Guns N’ Roses – Appetite For Destruction
It’s damn near impossible to adequately explain the impact of Guns N’ Roses’ studio debut. It was like nothing we’d heard before – the sound of a street smart LA gang with a tortured genius of a frontman and a brand new guitar hero with a penchant for top hats. From the ominous opening growl of Welcome To The Jungle to the relentless closer Rocket Queen, Appetite runs the gamut from heartfelt balladry (Sweet Child O’ Mine) to full-on anthems for a new rock world in Paradise City and Mr Brownstone. We just didn’t know what hit us.
Helloween – Keeper Of The Seven Keys Pt 1
The arrival of new vocalist Michael Kiske enabled Helloween to flex their musical muscles far beyond the thudding, speed metal limitations of their debut album Walls Of Jericho. The result was a dazzling follow-up that combined their momentum with the melodic might of Maiden and Priest and an extra helping of unhinged bombast.
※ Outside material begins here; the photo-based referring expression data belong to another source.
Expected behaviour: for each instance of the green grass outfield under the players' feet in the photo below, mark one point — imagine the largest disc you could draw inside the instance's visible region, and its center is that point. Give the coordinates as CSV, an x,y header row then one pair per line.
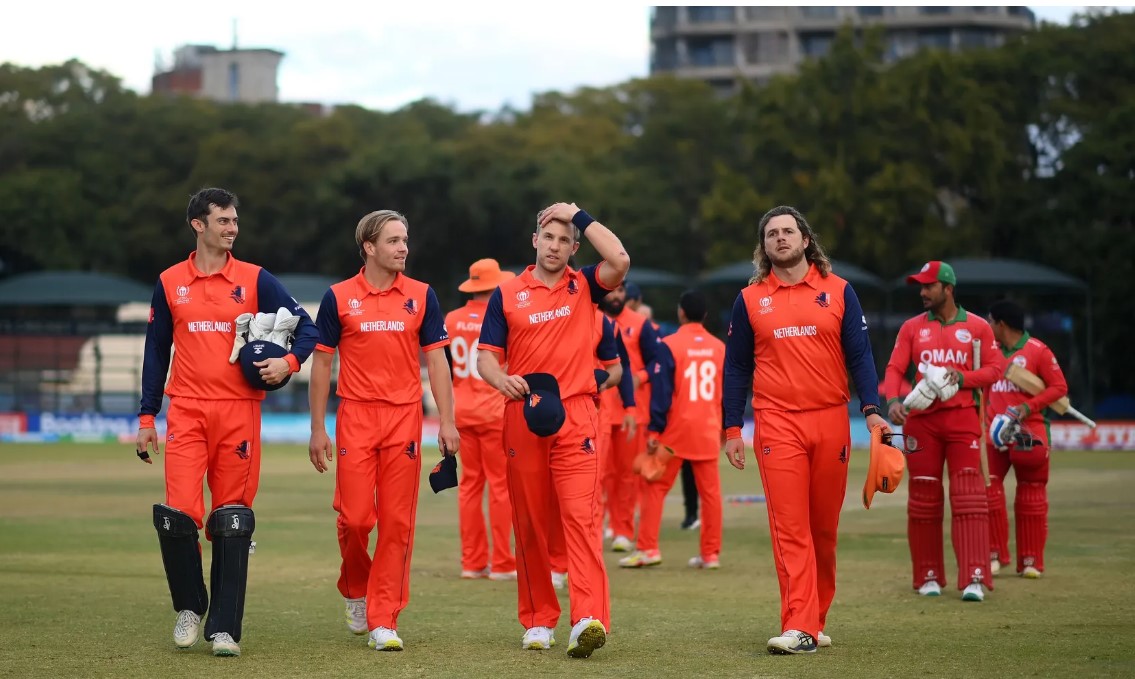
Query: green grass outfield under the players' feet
x,y
85,594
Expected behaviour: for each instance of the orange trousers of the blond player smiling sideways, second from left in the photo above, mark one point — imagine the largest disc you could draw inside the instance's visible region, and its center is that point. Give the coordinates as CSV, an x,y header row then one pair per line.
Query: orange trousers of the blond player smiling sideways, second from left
x,y
377,477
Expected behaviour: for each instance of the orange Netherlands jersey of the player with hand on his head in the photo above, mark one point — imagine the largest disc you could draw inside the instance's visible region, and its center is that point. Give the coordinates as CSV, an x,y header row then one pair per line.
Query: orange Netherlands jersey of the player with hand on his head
x,y
537,329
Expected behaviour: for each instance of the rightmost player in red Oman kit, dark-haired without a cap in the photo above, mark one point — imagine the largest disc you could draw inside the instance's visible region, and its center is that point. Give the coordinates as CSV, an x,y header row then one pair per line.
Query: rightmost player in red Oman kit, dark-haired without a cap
x,y
1020,439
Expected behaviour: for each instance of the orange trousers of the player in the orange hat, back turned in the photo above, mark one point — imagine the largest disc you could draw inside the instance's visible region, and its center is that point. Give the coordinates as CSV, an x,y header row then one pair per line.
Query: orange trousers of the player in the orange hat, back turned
x,y
483,464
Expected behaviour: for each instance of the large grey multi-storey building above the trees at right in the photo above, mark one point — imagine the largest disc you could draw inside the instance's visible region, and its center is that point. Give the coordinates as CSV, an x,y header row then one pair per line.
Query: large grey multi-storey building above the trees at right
x,y
725,46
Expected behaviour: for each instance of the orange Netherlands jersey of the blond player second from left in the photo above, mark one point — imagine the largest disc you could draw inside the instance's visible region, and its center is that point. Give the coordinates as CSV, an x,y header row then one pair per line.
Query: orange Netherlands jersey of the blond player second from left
x,y
379,334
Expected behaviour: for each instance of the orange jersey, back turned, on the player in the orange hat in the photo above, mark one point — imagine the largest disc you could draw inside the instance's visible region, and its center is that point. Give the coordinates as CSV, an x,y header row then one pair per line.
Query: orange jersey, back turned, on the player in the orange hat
x,y
476,403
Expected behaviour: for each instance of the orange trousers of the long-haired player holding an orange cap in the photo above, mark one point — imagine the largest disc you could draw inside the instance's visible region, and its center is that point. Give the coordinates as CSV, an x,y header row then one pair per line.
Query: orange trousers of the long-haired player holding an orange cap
x,y
803,457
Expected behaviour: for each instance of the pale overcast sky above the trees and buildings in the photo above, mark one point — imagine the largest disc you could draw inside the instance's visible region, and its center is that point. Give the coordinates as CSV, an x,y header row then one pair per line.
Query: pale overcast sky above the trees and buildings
x,y
381,55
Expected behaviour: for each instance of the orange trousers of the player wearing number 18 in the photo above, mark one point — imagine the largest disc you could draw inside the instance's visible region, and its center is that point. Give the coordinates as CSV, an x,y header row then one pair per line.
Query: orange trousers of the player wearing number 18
x,y
708,479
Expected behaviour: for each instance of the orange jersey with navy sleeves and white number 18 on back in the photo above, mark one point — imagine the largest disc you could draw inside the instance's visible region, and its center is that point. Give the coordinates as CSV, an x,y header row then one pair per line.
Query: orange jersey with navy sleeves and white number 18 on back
x,y
686,381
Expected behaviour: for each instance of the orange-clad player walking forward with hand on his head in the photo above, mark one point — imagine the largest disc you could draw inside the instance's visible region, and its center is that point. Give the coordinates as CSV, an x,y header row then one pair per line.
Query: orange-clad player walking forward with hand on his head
x,y
543,323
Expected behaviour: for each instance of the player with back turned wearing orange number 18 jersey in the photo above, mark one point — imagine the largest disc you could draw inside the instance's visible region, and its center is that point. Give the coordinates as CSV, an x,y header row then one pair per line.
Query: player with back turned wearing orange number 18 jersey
x,y
686,380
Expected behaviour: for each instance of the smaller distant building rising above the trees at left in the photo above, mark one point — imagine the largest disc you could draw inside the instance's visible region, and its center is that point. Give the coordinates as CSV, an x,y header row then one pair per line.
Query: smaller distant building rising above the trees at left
x,y
238,76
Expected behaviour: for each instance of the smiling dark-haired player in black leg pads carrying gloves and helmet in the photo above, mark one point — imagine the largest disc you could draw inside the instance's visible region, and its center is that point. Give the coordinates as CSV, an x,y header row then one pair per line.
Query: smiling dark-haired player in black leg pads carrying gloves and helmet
x,y
214,418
Thanks to Kai Hansen and Michael Weikath’s duelling guitars and Kiske’s helium-guzzling vocals, songs like the insanely catchy Future World, the thunderous Twilight Of The Gods and the sprawling, 13-minute ‘Halloween’ sounded unlike anything else. The seeds for the power metal explosion were sewn here – seeds which would blossom a year later with Keeper’s equally brilliant sequel.
King Diamond – Abigail
Having established his redefined sound and aesthetic on 1986’s Fatal Portrait, King Diamond floored the creative accelerator for its follow-up. A flawless classic by any sane reckoning, Abigail showcased the fiery chemistry between the King and guitarist Andy LaRocque across a genuinely creepy tale of haunted mansions, stillborn children and, seemingly, posthumous self-cannibalism.
The songs are all fantastic, of course: from immortal opener Arrival and the skull-rattling A Mansion In Darkness to the monumental, murderous finale of Black Horsemen, Abigail is a magnificently twisted horror show with immaculate riffs to burn.